3.6 Exporting data

By now we hope you’re getting a feel for how powerful and useful R is for manipulating and summarising data (and we’ve only really scratched the surface). One of the great benefits of doing all your data wrangling in R is that you have a permanent record of all the things you’ve done to your data. Gone are the days of making undocumented changes in Excel or Calc! By treating your data as ‘read only’ and documenting all of your decisions in R you will have made great strides towards making your analysis more reproducible and transparent to others. It’s important to realise, however, that any changes you’ve made to your data frame in R will not change the original data file you imported into R (and that’s a good thing). Happily it’s straightforward to export data frames to external files in a wide variety of formats.

3.6.1 Export functions

The main workhorse function for exporting data frames is the write.table() function. As with the read.table() function, the write.table() function is very flexible with lots of arguments to help customise it’s behaviour. As an example, let’s take our original flowers data frame, do some useful stuff to it and then export these changes to an external file.

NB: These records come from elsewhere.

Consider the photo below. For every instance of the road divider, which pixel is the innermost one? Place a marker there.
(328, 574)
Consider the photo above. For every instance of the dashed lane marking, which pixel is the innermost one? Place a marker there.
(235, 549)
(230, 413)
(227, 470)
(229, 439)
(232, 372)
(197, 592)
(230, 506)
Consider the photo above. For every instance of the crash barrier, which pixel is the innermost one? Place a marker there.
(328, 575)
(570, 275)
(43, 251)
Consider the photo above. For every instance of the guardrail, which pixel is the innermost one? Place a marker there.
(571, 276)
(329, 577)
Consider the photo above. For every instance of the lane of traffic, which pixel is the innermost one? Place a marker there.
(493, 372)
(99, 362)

Let’s order the rows in the data frame in ascending order of height within each level nitrogen. We will also apply a square root transformation on the number of flowers variable (flowers) and a log10 transformation on the height variable and save these as additional columns in our data frame (hopefully this will be somewhat familiar to you!).

flowers_df2 <- flowers[order(flowers$nitrogen, flowers$height), ]
flowers_df2$flowers_sqrt <- sqrt(flowers_df2$flowers)
flowers_df2$log10_height <- log10(flowers_df2$height)
str(flowers_df2)
## 'data.frame':    96 obs. of  10 variables:
##  $ treat       : chr  "notip" "notip" "notip" "notip" ...
##  $ nitrogen    : Factor w/ 3 levels "low","medium",..: 1 1 1 1 1 1 1 1 1 1 ...
##  $ block       : int  1 1 1 2 1 2 2 2 1 2 ...
##  $ height      : num  1.8 2.2 2.3 2.4 3 3.1 3.2 3.3 3.7 3.7 ...
##  $ weight      : num  6.01 9.97 7.28 9.1 9.93 8.74 7.45 8.92 7.03 8.1 ...
##  $ leafarea    : num  17.6 9.6 13.8 14.5 12 16.1 14.1 11.6 7.9 10.5 ...
##  $ shootarea   : num  46.2 63.1 32.8 78.7 56.6 39.1 38.1 55.2 36.7 60.5 ...
##  $ flowers     : int  4 2 6 8 6 3 4 6 5 6 ...
##  $ flowers_sqrt: num  2 1.41 2.45 2.83 2.45 ...
##  $ log10_height: num  0.255 0.342 0.362 0.38 0.477 ...

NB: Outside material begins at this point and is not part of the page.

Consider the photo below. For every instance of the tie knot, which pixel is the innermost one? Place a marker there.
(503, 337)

Now we can export our new data frame flowers_df2 using the write.table() function. The first argument is the data frame you want to export (flowers_df2 in our example). We then give the filename (with file extension) and the file path in either single or double quotes using the file = argument. In this example we’re exporting the data frame to a file called flowers_04_12.txt in the data directory. The col.names = TRUE argument indicates that the variable names should be written in the first row of the file and the row.names = FALSE argument stops R from including the row names in the first column of the file. Finally, the sep = "\t" argument indicates that a Tab should be used as the delimiter in the exported file.

write.table(flowers_df2, file = 'data/flowers_04_12.txt', col.names = TRUE,
             row.names = FALSE, sep = "\t")

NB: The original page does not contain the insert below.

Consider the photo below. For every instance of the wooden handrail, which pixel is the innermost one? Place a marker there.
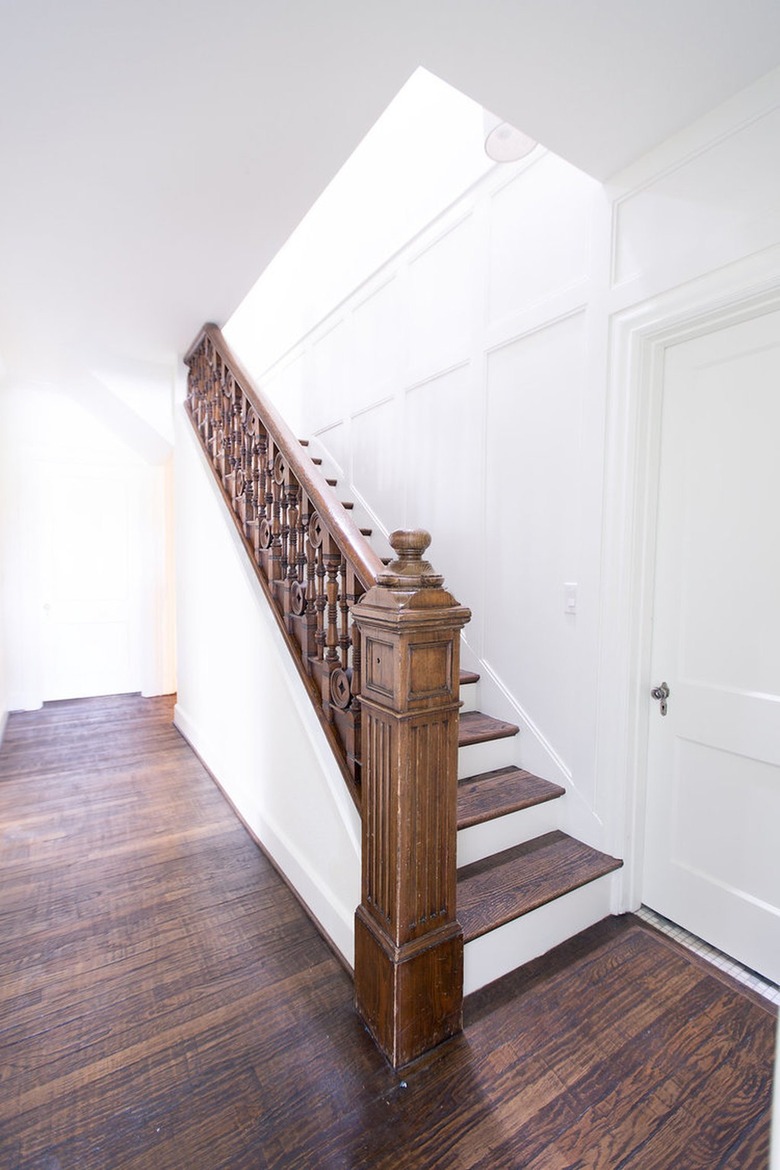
(310, 558)
(392, 727)
(347, 535)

As we saved the file as a tab delimited text file we could open this file in any text editor. Perhaps a more familiar option would be to open the file in Excel. First start Excel and then select File -> Open .. in the main menu and then select our flowers_04_12.txt file to open. Next. choose the ‘Tab’ option to set the delimiter and then click on the ‘Finish’ button.

 

 

We can of course export our files in a variety of other formats. Another popular option is to export files in csv (comma separated values) format. We can do this using the write.table() function by setting the separator argument to sep = ",".

write.table(flowers_df2, file = 'data/flowers_04_12.csv', col.names = TRUE,
             row.names = FALSE, sep = ",")

Or alternatively by using the convenience function write.csv(). Notice that we don’t need to set the sep = "," or col.names = TRUE arguments as these are the defaults when using the read.csv() function.

write.csv(flowers_df2, file = 'data/flowers_04_12.csv', row.names = FALSE)

3.6.2 Other export functions

As with importing data files into R, there are also many alternative functions for exporting data to external files beyond the write.table() function. If you followed the ‘Other import functions’ section of this Chapter you will already have the required packages installed.

The fwrite() function from the data.table package is very efficient at exporting large data objects and is much faster than the write.table() function. It’s also quite simple to use as it has most of the same arguments as write.table(). To export a tab delimited text file we just need to specify the data frame name, the output file name and file path and the separator between columns.

library(data.table)
fwrite(flowers_df2, file = 'data/flowers_04_12.txt', sep = "\t")

To export a csv delimited file it’s even easier as we don’t even need to include the sep = argument.

library(data.table)
fwrite(flowers_df2, file = 'data/flowers_04_12.csv')

The readr package also comes with two useful functions for quickly writing data to external files: the write_tsv() function for writing tab delimited files and the write_csv() function for saving comma separated values (csv) files.

library(readr)
write_tsv(flowers_df2, file = 'data/flowers_04_12.txt')

write_csv(flowers_df2, file = 'data/flowers_04_12.csv')

You can even save data directly to an Excel spreadsheet using the write_excel_csv() function but again we don’t recommend this!